というのも、海外で主に使われているのは「壁パネル工法」と呼ばれる方法で、簡単にお伝えをすると、石膏ボードの上に板を貼り付けて施工するというやり方です。
ただ、住宅は完全にまっすぐ建っているかと言われればそんなこともなく、実際は本当に少しだけ曲がったり反ったりしています。
そこに寸分違わずパネルを貼らなければならないわけです。
ですので、建物が完成してから現場で職人さんがわざわざ採寸して、パネルをカットしてつくるのです。
それを現場施工できれいに仕上げていくのです。
誰がどう考えても大変そうです。
お金もものすごくかかります。
ですので、そもそも日本にパネル施工ができる業者、つくれる業者がほとんどいないというのが状況です。
現実的ではないのですが、もし仮にすごくお金を持っている、余裕があるという方は、壁面パネル材をつくっている業者さんを探して依頼してみてもいいかもしれません。
関東でまともにパネル施工のパネル自体をつくっている会社は、1社だけになります。
もし仮にそこの会社と取引ができたとしても、住宅メーカー側が採用してくれるかと言われれば、かなり難しいかと思います。
どうしても、海外のInstagramやPinterestに載っているような内装の雰囲気に近づけたい、今回のようなオーク材を壁面に貼り付ける、そんなテイストをつくりたいという場合は、ハウスメーカーさんに交渉して壁面パネル材を入れられるように段取りしてみるのもありかと思いますが、工期の関係で結構嫌がられるかと思います。
この辺に関しては今後ハウスメーカー側の課題になってくると思います。
おすすめインテリア・家具トレンド2:Rを使った施工

近年日本でも、新築マンションを筆頭に「R(アール)」と呼ばれる曲線を用いた内装が増えてきています。
当然海外でもその傾向が高くなってきています。
まずRというのは、英語のRadius、要は半径のことです。
この頭文字を取ってRと言っていて、建築、デザイン、製造業において、曲線、曲面、その曲がり具合を示す言葉として使われています。

Rが流行ってきている理由
なぜ近年になってRが流行ってきているかというと、理由は3つあると思っています。
工業技術の発達
そもそもデザインは、元々ヨーロッパ発祥のものなので、ベースとなっているのはアール・ヌーヴォーのような装飾性のある品々だったわけです。
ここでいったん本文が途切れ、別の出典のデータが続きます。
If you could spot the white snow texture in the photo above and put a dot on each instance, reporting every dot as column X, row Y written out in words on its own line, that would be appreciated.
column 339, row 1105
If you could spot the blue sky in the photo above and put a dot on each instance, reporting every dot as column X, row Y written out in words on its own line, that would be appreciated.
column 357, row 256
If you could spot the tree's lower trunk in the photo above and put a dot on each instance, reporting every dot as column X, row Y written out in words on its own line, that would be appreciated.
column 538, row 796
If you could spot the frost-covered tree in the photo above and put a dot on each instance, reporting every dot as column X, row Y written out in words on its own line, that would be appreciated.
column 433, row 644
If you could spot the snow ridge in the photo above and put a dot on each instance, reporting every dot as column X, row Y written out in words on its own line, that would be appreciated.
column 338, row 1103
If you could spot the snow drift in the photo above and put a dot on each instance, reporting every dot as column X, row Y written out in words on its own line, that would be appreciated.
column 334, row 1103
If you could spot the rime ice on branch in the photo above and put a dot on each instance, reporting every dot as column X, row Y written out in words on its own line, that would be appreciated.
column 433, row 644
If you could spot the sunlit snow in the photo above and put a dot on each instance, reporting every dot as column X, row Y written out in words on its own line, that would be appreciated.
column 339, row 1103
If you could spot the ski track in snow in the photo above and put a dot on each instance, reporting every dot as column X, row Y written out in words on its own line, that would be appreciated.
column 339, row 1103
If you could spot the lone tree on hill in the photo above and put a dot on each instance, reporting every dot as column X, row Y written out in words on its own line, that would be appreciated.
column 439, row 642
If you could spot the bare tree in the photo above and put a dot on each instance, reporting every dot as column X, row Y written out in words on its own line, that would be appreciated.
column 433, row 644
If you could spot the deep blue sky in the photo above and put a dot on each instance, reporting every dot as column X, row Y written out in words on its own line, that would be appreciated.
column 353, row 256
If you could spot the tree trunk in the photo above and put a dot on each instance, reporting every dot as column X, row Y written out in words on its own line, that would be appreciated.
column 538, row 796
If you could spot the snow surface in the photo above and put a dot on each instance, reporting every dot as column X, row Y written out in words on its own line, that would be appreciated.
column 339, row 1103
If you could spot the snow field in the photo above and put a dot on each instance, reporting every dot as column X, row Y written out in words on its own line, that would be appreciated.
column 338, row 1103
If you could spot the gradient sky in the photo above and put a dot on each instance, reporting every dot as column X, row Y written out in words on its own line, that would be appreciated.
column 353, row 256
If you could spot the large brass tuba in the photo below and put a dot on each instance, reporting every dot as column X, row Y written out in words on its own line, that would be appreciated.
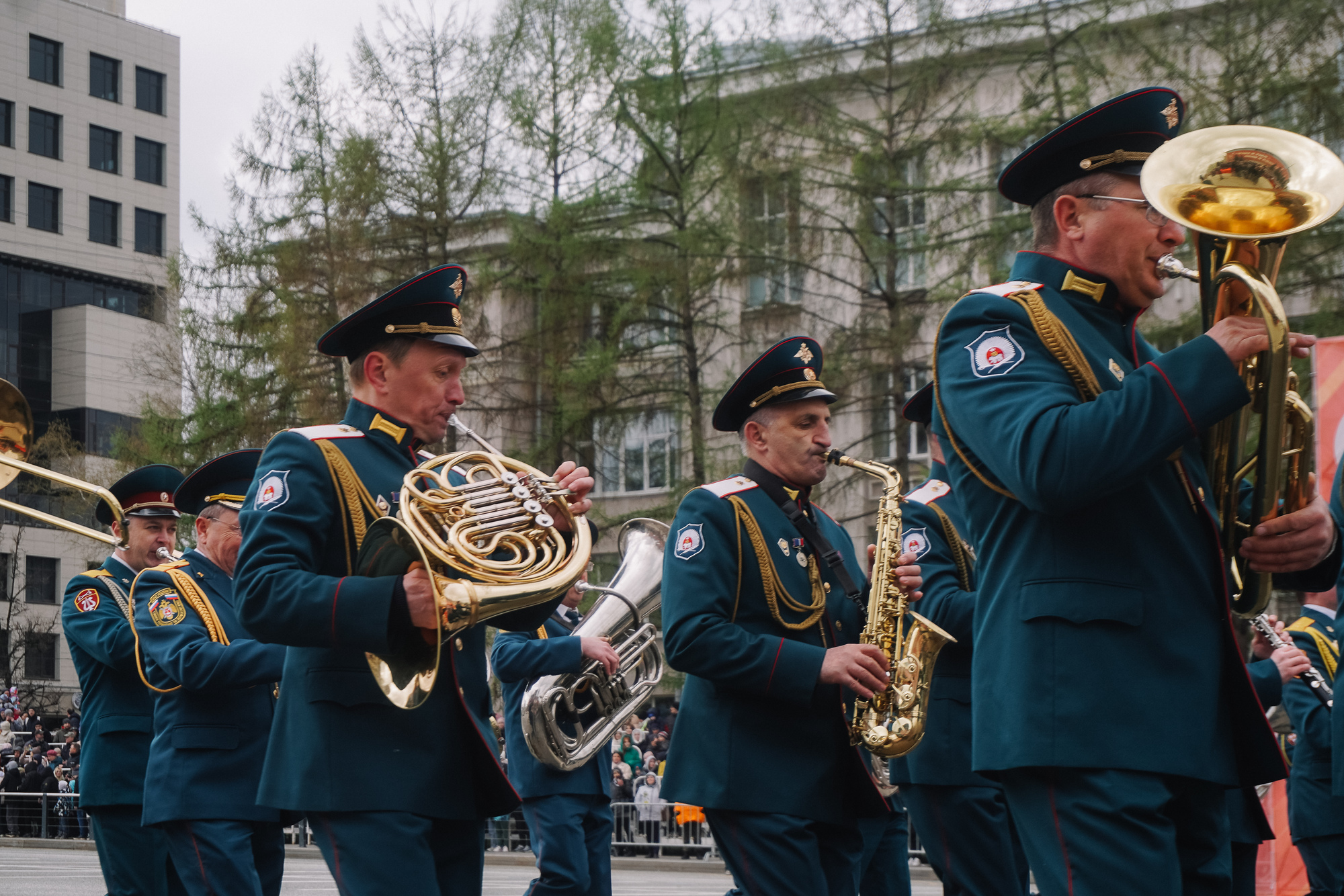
column 569, row 718
column 893, row 722
column 15, row 447
column 491, row 547
column 1245, row 190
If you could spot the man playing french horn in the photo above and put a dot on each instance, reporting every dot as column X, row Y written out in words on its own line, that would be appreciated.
column 1108, row 691
column 767, row 629
column 315, row 496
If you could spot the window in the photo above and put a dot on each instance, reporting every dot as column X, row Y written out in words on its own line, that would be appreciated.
column 104, row 79
column 888, row 427
column 104, row 150
column 772, row 234
column 40, row 584
column 150, row 91
column 44, row 60
column 44, row 208
column 150, row 232
column 40, row 656
column 104, row 222
column 898, row 225
column 44, row 134
column 636, row 456
column 150, row 162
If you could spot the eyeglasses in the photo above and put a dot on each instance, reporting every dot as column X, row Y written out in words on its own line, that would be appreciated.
column 1151, row 214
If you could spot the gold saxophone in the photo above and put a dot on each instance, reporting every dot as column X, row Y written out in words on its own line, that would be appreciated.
column 893, row 721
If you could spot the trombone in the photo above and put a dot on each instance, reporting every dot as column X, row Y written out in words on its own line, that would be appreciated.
column 15, row 448
column 1245, row 190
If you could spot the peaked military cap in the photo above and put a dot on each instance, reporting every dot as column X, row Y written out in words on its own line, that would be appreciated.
column 427, row 306
column 144, row 492
column 224, row 480
column 1116, row 136
column 790, row 371
column 919, row 409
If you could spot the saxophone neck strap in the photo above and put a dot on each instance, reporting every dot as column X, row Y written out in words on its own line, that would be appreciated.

ただ、アール・ヌーヴォーのような複雑で装飾性のあるものは大量生産できなかったので、当時は貧富の差が激しかったですし、多くの人に物が行き渡らないという状況でした。
しかし、18世紀中頃に産業革命が起きて、物の大量生産ができるようになりました。
そこから多くの人たちに物が行き渡るようになったのですが、大量生産するためには、大量生産に適した形でないといけなかったのです。
その形は何なのかというと「直線的であること」でした。

想像してもらえればわかると思いますが、リアルに人間の絵を描いてくださいと言われても描くのは難しいです。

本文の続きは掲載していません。